The second observation belongs to one of the more frequently cited episodes of the expedition: the Arikara reaction to York, Clark’s enslaved manservant. Clark writes:
the Indians much asstonished at my Black Servent and Call him the big medison, this nation never Saw a black man before
His recopied version expands the moment, noting that York “did not lose the oppertunity of his powers Strength &c.” — a glimpse of York’s own performance and agency in the encounter. None of the other three narrators records this episode for the 9th, though it would have been impossible to miss. The silence underscores how thoroughly York’s presence is filtered through Clark’s pen alone.
Register and Length
The entries also differ markedly in length and register.

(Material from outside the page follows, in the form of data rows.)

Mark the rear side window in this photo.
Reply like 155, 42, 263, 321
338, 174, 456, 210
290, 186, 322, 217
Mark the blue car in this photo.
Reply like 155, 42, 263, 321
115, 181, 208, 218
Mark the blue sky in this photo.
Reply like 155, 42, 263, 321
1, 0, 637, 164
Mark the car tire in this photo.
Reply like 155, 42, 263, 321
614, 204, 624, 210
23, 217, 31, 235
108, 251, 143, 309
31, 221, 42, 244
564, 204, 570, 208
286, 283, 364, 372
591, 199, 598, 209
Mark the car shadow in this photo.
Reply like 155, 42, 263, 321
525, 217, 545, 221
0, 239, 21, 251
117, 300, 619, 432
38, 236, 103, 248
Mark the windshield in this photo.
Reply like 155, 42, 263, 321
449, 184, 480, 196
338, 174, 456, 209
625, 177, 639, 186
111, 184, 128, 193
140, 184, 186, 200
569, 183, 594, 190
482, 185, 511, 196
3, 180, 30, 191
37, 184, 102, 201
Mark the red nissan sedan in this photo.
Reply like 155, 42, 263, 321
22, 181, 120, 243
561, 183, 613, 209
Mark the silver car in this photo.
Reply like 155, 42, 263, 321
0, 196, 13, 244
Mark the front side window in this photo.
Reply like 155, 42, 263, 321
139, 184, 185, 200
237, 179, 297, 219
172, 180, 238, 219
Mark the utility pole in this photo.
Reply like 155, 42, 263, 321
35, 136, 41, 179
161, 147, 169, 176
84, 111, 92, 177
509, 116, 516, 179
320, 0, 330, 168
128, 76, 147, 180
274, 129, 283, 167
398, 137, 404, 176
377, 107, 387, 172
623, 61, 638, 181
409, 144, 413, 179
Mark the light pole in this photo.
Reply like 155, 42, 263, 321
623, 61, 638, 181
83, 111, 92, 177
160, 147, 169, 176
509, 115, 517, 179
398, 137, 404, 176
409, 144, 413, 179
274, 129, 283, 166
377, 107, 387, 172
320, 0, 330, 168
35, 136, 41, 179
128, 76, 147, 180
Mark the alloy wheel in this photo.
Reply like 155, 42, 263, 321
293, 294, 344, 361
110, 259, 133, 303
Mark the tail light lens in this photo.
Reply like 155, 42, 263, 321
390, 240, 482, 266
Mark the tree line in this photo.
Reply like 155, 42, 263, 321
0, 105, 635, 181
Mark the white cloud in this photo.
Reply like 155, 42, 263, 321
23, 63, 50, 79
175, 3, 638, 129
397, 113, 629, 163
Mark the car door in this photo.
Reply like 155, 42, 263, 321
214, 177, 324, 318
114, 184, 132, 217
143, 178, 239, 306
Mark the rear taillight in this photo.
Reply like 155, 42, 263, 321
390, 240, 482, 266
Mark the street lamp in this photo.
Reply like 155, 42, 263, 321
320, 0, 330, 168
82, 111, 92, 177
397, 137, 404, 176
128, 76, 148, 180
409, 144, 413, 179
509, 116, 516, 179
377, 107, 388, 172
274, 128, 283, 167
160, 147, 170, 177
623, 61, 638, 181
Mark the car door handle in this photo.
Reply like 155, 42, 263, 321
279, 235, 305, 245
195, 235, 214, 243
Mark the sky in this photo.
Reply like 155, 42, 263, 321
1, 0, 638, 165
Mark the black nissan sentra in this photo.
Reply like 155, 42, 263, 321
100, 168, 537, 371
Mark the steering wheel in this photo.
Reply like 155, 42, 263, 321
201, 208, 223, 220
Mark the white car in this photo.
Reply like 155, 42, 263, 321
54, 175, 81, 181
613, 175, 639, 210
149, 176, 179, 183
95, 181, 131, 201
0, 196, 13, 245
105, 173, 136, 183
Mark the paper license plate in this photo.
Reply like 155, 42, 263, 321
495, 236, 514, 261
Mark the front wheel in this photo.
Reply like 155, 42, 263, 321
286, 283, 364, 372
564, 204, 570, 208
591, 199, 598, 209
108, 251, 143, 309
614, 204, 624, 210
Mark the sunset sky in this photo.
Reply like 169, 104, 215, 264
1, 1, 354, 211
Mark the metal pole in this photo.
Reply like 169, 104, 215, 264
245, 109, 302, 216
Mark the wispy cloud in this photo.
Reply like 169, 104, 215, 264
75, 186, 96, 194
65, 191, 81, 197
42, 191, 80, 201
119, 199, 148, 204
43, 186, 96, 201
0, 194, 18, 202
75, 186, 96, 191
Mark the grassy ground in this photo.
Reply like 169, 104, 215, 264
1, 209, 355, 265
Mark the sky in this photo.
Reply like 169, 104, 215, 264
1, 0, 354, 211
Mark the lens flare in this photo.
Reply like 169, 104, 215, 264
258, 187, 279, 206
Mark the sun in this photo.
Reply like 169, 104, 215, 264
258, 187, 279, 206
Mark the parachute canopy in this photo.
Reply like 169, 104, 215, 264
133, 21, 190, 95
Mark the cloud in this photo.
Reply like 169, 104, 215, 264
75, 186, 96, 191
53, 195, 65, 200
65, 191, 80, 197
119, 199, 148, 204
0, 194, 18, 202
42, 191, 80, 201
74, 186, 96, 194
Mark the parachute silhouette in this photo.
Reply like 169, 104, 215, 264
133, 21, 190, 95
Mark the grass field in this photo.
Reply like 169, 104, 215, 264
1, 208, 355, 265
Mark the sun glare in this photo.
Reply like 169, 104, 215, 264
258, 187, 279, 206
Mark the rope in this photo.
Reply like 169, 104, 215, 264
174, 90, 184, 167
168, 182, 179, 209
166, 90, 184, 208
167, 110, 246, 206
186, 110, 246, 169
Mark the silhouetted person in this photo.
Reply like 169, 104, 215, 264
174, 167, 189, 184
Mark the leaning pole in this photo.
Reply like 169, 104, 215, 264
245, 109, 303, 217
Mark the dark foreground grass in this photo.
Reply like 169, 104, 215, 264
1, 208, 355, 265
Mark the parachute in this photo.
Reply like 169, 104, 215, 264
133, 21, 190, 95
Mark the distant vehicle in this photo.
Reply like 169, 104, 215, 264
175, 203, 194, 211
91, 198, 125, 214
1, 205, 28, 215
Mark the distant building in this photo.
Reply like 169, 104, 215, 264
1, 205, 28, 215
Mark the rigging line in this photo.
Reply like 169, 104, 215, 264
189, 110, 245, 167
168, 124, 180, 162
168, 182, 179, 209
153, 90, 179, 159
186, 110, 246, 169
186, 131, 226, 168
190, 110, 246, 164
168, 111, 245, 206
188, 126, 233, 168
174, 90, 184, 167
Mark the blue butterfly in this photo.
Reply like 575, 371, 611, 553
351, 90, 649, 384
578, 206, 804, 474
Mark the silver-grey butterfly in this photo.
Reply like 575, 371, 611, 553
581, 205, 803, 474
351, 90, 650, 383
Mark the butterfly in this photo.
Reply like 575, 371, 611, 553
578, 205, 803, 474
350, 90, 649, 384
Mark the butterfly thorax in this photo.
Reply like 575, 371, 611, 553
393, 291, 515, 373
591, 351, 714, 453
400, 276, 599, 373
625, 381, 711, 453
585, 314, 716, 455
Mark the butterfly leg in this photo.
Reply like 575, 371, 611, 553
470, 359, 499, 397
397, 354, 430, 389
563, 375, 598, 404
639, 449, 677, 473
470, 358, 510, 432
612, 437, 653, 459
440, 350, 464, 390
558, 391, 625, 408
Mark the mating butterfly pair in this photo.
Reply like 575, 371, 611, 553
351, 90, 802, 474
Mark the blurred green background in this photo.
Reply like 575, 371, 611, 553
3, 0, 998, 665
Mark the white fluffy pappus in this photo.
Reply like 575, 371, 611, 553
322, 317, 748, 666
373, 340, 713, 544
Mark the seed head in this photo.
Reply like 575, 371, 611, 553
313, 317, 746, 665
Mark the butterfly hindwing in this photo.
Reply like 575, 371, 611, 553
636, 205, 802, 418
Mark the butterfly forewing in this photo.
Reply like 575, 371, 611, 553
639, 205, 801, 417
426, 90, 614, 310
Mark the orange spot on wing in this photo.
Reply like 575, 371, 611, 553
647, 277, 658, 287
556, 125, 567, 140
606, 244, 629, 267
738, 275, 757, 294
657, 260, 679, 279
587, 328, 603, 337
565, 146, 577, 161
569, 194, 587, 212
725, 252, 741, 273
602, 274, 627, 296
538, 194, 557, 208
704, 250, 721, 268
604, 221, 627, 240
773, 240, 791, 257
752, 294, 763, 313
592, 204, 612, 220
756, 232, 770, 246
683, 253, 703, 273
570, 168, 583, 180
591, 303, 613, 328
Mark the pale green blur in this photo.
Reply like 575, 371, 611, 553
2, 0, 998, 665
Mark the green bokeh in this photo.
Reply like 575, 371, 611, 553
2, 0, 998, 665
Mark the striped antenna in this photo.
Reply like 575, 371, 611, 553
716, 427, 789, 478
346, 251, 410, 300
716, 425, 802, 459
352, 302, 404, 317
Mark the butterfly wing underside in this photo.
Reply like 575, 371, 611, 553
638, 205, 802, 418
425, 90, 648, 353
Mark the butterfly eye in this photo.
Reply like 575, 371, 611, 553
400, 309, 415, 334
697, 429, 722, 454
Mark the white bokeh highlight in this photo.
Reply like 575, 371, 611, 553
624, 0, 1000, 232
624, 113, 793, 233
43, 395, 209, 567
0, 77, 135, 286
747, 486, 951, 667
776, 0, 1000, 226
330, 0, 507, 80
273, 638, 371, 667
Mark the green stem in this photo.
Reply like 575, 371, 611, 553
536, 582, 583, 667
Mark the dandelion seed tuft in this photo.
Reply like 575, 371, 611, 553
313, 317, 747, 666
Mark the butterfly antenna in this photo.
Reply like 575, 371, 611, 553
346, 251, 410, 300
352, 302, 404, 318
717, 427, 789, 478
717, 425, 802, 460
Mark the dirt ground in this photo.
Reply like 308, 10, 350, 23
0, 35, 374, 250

Ordway’s is the most clipped, closing with the formulaic “nothing further particular” — a phrase he often deploys when camp routine dominates. Whitehouse’s brief entry leans on stock impressions: the Arikara “all appear to us verry friendly,” echoing Gass’s nearly identical “used very kindly and friendly.” Whether Whitehouse drew on Gass or both men drew on common camp talk is unclear, but the parallel phrasing recurs frequently between their journals during the early autumn of 1804.
Clark, by contrast, produces two versions of the day — a field entry and a recopied codex entry — and closes with an unusually personal note: “I have a Slite Plurise this evening Verry Cold.” He also lists the names of the three principal chiefs (Kakawissassa, Pocasse, and Piaheto), preparing the documentary ground for the council that would finally take place the following day. Where his subordinates close the day’s record with weather and friendliness, Clark closes it with names, ailments, and the tools of diplomacy.